The Descendants puts George Clooney in the Oscar race

Screenwriter and director Alexander Payne is known for his real life approach to cinema, where sadness and humor mingle to create bittersweet dramedies, with drama often outweighing the comedy.  Sideways and About Schmidt established Payne as one of Hollywood’s most interesting satire writer/directors, a territory perhaps previously occupied solely by the Coen brothers.

The director’s latest, The Descendants, is a bubbly venture on family affairs, starring George Clooney in his best role yet.  The movie tells the story of Matt King (an outstanding Clooney), a lawyer, a father of two pepper-and-spice daughters (played by Shailene Woodley and Amara Miller), and the trustee to 25 000 acres of paradise on the island of Kaua’i.  His 17 year-old daughter, Alex (Woodley, The Secret Life of the American Teenager) is your typical foul-mouthed teenage girl, who uses cuss words to punctuate her sentences, and her parents’ issues to punctuate her bad behaviour at boarding school.  And 10 year-old Scottie (Miller) is a sass pot who knows what showing the finger means and the best occasions to use it.  There is trouble in paradise when their mother, Elizabeth (a brave performance by Patricia Hastie), suffers a boating accident, leaving her comatose.  Matt finds himself in the middle of a family crisis, further shaken by his greedy cousins who want to sell the land he has inherited to build hotels. Not only that, but he learns from Alex that his wife was cheating on him before the accident happened, and goes on a quest to find the man (Matthew Lillard).

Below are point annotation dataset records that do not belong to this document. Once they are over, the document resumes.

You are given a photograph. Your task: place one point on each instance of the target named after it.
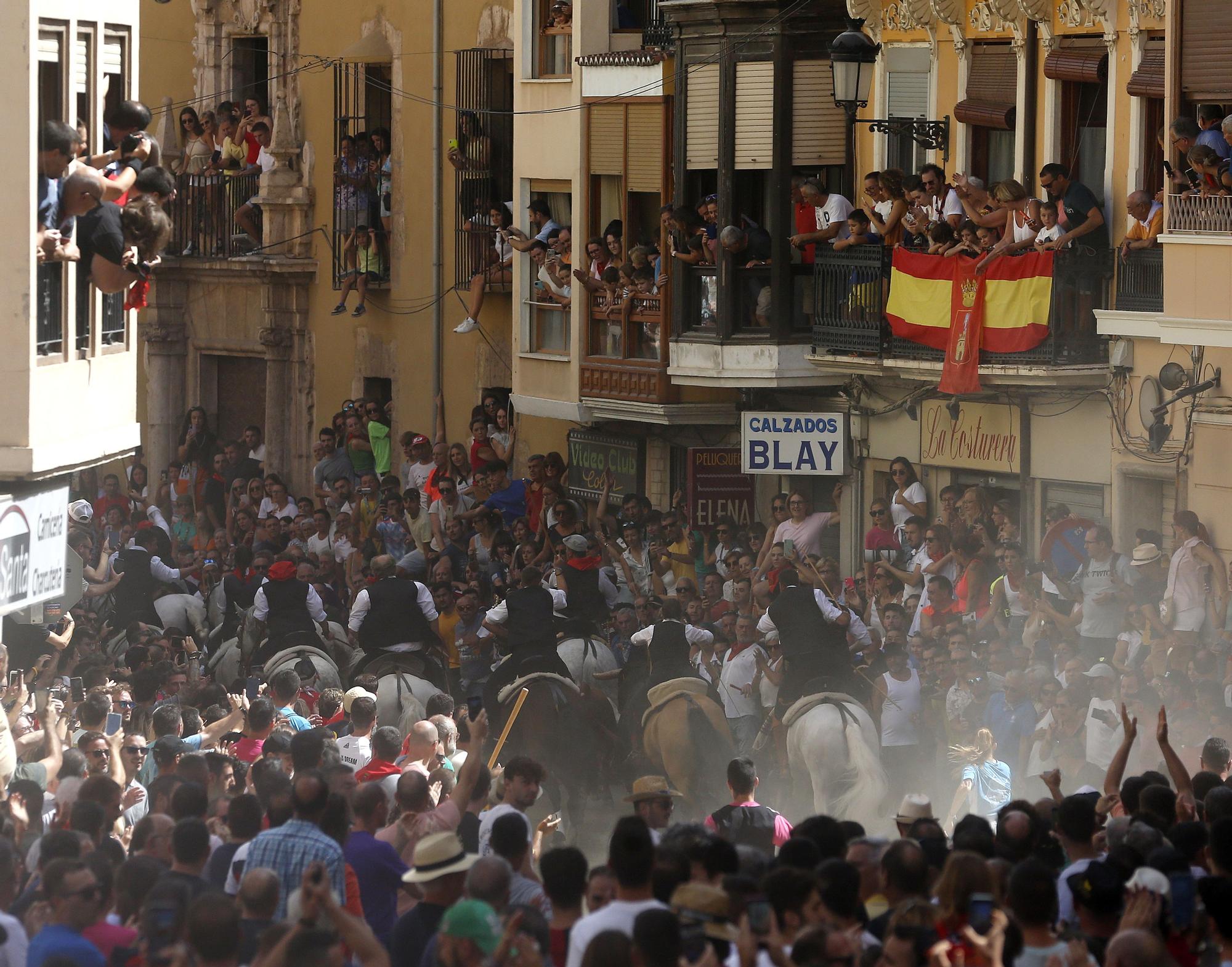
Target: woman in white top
(500, 271)
(1022, 221)
(906, 494)
(1187, 581)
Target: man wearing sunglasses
(75, 896)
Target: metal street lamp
(853, 59)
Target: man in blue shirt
(75, 896)
(290, 849)
(1011, 717)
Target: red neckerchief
(378, 770)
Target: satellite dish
(1173, 377)
(1150, 396)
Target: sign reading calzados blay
(33, 533)
(794, 443)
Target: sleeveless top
(901, 706)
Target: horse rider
(590, 591)
(396, 616)
(142, 571)
(285, 606)
(524, 619)
(671, 640)
(813, 634)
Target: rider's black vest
(288, 607)
(135, 594)
(804, 632)
(747, 825)
(395, 616)
(585, 600)
(530, 619)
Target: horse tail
(710, 745)
(861, 797)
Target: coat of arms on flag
(944, 304)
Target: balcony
(742, 335)
(626, 356)
(851, 332)
(204, 215)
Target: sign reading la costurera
(794, 443)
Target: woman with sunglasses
(905, 492)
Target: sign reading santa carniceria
(34, 528)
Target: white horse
(185, 612)
(402, 700)
(585, 658)
(841, 753)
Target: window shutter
(702, 118)
(114, 57)
(907, 82)
(82, 65)
(49, 47)
(646, 147)
(1207, 50)
(755, 114)
(608, 140)
(819, 126)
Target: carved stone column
(163, 337)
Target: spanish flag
(944, 304)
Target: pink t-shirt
(248, 750)
(808, 534)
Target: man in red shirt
(111, 497)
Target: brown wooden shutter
(1148, 81)
(755, 114)
(1207, 50)
(646, 147)
(608, 140)
(702, 118)
(1085, 65)
(819, 126)
(992, 88)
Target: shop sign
(794, 443)
(34, 528)
(718, 488)
(593, 454)
(985, 437)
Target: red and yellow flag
(943, 304)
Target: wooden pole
(509, 724)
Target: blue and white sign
(794, 443)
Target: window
(907, 78)
(484, 173)
(362, 178)
(251, 70)
(554, 39)
(549, 321)
(1082, 70)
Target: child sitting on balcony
(968, 243)
(1052, 231)
(861, 227)
(941, 237)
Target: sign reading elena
(794, 443)
(985, 437)
(718, 488)
(33, 550)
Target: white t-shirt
(617, 915)
(836, 209)
(491, 815)
(916, 494)
(355, 750)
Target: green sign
(593, 454)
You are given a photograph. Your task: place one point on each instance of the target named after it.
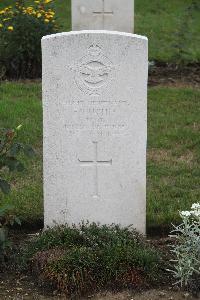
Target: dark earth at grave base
(18, 286)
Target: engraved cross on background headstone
(96, 163)
(103, 13)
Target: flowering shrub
(21, 30)
(187, 248)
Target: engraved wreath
(93, 71)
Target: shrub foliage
(186, 250)
(89, 257)
(21, 30)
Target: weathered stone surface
(94, 103)
(103, 14)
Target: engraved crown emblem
(93, 71)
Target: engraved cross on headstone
(103, 13)
(96, 163)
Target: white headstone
(103, 14)
(95, 128)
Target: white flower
(185, 213)
(195, 206)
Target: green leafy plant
(10, 150)
(186, 250)
(89, 257)
(21, 27)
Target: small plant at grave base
(9, 152)
(186, 250)
(78, 260)
(21, 28)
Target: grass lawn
(171, 26)
(173, 150)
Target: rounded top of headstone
(83, 32)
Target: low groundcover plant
(22, 25)
(78, 260)
(186, 250)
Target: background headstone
(94, 103)
(103, 14)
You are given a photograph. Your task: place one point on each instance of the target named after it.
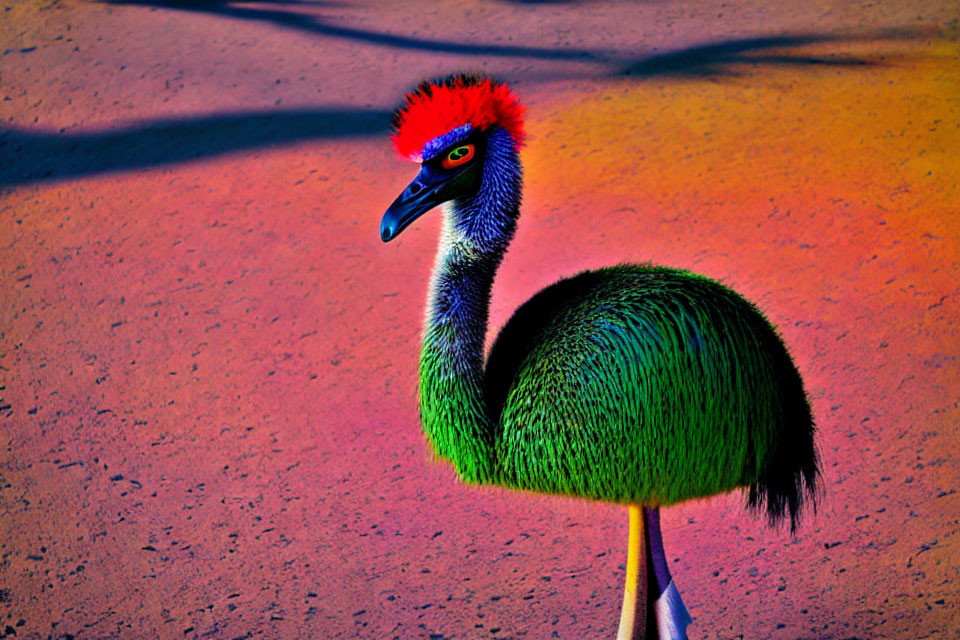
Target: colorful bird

The Descendants is a dramedy of extreme situations handled with smart humour and genuine feeling. The casting could not be more perfect, and even the quietest role, that of Elizabeth King, is played by Patricia Hastie in a way that her presence is felt throughout the entire film, even in the scenes that do not take place at the hospital.  Her character is the pivotal tip of the movie, and everyone else just tiptoes around this image of the mother/wife/daughter/lover.  Clooney is at his best, as the character he is least likely to become in real life: a father.  As Matt King, he is a Steve Carrel kind of dad (think Dan in Real Life) but with Cary Grant’s looks, and, well, George Clooney’s bravado. He is, in every second of the movie, Matt King – a heartbroken, angry, caring dad who is just trying to keep his head above the water. Being the self-proclaimed “backup parent,” Matt is forced to adapt to being the parent, and he learns that it is not an easy job to do. Clooney’s performance culminates in the scene when Matt parts with his wife Elizabeth, just before she is unplugged from life support, “my love, my pain, my friend.” Shailene Woodley also delivers as his firecracker teenage daughter, by being both extremely arrogant and terribly heartbreaking.  She and Clooney make a great team for the Oscar race. Judy Greer and Matthew Lillard (remember Scooby-Doo?) also co-star. It is this year’s best ensemble cast so far.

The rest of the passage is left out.